- Born: 28 February 1806
- Died: 21 June 1882
- Occupation: Chemist

= Augustus Allen Hayes =

American chemist

Augustus Allen Hayes (February 28, 1806 – June 21, 1882) was an American chemist.

==Biography==
Hayes was born in Windsor, Vermont, Feb. 28, 1806. He graduated from the Norwich military school in 1823, and studied chemistry under Prof. James Freeman Dana at Dartmouth, 1823–1826.
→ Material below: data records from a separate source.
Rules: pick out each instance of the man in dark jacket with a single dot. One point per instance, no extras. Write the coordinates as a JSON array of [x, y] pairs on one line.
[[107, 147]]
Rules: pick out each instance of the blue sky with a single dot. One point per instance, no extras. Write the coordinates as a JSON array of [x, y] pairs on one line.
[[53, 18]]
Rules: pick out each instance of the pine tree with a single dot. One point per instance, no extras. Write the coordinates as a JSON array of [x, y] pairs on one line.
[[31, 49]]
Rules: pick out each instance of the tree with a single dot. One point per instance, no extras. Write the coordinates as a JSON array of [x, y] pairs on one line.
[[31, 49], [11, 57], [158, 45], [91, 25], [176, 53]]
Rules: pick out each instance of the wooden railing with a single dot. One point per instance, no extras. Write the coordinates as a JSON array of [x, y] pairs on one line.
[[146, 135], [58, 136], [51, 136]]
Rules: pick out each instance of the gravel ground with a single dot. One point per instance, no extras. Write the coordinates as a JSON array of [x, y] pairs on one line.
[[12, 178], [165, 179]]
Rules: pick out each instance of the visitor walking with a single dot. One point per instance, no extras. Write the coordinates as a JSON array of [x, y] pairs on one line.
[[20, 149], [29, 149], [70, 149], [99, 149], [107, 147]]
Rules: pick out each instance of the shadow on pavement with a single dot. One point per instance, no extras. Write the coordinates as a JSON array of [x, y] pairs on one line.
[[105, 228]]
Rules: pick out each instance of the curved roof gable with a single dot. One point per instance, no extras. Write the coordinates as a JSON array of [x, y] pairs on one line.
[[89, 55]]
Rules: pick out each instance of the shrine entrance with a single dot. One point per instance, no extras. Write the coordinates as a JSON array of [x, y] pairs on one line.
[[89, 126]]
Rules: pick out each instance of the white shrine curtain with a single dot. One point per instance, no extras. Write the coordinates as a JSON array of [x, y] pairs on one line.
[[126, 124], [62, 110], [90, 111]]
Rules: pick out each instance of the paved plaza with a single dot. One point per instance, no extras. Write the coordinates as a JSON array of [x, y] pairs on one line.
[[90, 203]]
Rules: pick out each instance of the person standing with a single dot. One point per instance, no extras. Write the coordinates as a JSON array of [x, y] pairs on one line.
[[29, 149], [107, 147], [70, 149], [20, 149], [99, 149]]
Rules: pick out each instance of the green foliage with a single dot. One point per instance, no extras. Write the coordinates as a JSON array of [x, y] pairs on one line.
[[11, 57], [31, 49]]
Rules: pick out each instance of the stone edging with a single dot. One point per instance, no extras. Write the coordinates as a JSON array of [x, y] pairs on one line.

Hayes was assistant professor of chemistry in the New Hampshire medical college, 1826–1828, and an expert chemist in Boston, Mass., 1828–1882. He was the discoverer of the organic alkaloid sanguinaria; invented in 1838 a novel arrangement of steam boilers for the economical generation of steam: and first suggested the application of oxides of iron in refining pig-iron; and a process for the production of saltpetre from sodium nitrate by the action of potassium hydroxide.

Hayes was state assayer of Massachusetts, and he received the honorary degree of M.D. from Dartmouth in 1846. He died in Brookline, Mass., June 21, 1882.

==Publications==
Hayes the author of papers on:
- The Cause of the Color of Lake Leman, Geneva;
- The Bed Oxide of Zinc in New Jersey,
- and technical papers contributed to the Proceedings of various scientific societies of which he was a member and to the American Journal of Science.